Sukses

LinkedIn: Ibu Pekerja di Indonesia Paling Aktif Jadi Freelancer Reguler di Asia Tenggara

Sementara kondisi sosial di Indonesia menempatkan perempuan untuk memprioritaskan keluarga ketimbang karier.

Liputan6.com, Jakarta - Perempuan terus menghadapi berbagai tantangan yang membatasi akses untuk mendapatkan pekerjaan dan penghasilan setara, termasuk posisi kepemimpinan.

Walaupun tingkat partisipasi angkatan kerja di kalangan perempuan di Indonesia telah meningkat dalam beberapa tahun terakhir, tantangan yang mereka hadapi di tempat kerja tetap tinggi.

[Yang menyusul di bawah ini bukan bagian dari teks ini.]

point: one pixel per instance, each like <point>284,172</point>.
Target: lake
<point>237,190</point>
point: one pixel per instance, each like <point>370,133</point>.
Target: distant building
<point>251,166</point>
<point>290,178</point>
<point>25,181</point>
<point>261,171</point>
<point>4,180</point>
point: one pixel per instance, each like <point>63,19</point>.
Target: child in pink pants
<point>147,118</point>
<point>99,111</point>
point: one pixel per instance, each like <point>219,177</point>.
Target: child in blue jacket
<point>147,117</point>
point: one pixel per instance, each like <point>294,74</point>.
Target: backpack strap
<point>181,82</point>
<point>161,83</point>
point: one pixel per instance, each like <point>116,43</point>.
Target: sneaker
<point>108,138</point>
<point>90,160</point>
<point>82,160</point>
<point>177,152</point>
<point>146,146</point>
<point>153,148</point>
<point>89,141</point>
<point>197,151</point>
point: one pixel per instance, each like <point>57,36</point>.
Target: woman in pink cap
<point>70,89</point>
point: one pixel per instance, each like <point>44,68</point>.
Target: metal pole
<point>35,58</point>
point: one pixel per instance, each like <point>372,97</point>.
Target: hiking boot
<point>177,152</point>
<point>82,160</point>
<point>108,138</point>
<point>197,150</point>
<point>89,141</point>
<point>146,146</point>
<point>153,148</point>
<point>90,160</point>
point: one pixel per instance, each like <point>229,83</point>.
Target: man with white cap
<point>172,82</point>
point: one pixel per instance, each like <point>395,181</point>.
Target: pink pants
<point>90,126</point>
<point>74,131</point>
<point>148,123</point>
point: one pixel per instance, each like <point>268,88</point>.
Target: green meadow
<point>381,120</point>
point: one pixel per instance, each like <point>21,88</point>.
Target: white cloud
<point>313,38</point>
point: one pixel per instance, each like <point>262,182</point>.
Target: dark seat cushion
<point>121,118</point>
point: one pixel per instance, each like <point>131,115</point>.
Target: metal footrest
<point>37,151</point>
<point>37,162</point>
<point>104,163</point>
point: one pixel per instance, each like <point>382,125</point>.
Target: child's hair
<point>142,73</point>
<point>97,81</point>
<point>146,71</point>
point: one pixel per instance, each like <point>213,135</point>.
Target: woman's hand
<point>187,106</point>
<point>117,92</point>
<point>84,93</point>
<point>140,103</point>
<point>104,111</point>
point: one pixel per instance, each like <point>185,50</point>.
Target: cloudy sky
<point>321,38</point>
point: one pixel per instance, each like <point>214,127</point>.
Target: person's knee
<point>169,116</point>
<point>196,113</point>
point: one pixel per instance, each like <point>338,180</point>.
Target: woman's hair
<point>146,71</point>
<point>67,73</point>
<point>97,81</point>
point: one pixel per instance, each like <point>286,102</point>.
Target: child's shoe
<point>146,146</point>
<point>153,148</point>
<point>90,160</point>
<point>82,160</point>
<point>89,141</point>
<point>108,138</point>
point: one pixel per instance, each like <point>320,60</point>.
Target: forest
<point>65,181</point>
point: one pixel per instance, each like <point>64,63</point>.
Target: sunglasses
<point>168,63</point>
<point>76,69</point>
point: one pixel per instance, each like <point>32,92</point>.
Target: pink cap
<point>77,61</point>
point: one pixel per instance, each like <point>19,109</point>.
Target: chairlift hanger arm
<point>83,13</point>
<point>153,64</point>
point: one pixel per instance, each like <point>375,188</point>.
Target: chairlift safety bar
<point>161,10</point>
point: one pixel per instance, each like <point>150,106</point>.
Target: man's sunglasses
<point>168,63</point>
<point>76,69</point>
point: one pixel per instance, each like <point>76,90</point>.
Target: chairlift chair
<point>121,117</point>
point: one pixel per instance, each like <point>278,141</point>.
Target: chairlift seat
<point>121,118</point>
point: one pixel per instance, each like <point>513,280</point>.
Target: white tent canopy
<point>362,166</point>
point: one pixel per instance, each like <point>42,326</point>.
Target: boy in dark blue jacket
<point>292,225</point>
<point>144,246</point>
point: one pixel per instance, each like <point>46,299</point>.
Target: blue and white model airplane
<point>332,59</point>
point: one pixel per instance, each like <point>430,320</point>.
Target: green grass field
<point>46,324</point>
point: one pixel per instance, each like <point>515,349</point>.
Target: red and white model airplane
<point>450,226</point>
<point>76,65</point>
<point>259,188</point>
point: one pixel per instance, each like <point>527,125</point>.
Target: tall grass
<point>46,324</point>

Tantangan ini bahkan tampak lebih jelas bagi ibu pekerja. Laporan LinkedIn Opportunity Index 2020 berupaya memahami bagaimana orang-orang mengartikan peluang dan kesenjangan yang menghalangi pencapaian mereka.

Menurut laporan LinkedIn itu, ibu pekerja tidak hanya memandang usia sebagai penghalang utama untuk mengakses peluang, tetapi juga karena kurangnya waktu, dunia kerja kian menantang, serta kurangnya jaringan dan koneksi. Keseimbangan antara pekerjaan dan kehidupan pribadi adalah aspirasi utama bagi ibu pekerja di Indonesia karena komitmen keluarga tetap menjadi prioritas bagi mereka

Di Indonesia, ibu pekerja aktif mencari pekerjaan yang mereka sukai serta memulai dan mengembangkan bisnis sendiri. Terlepas dari itu, tujuan akhir mereka adalah mencapai keseimbangan pekerjaan dan kehidupan pribadi. Karena itu, tidak mengejutkan untuk melihat bahwa ibu pekerja di Indonesia adalah paling aktif mengejar pekerjaan lepas (freelance) reguler di Asia Tenggara.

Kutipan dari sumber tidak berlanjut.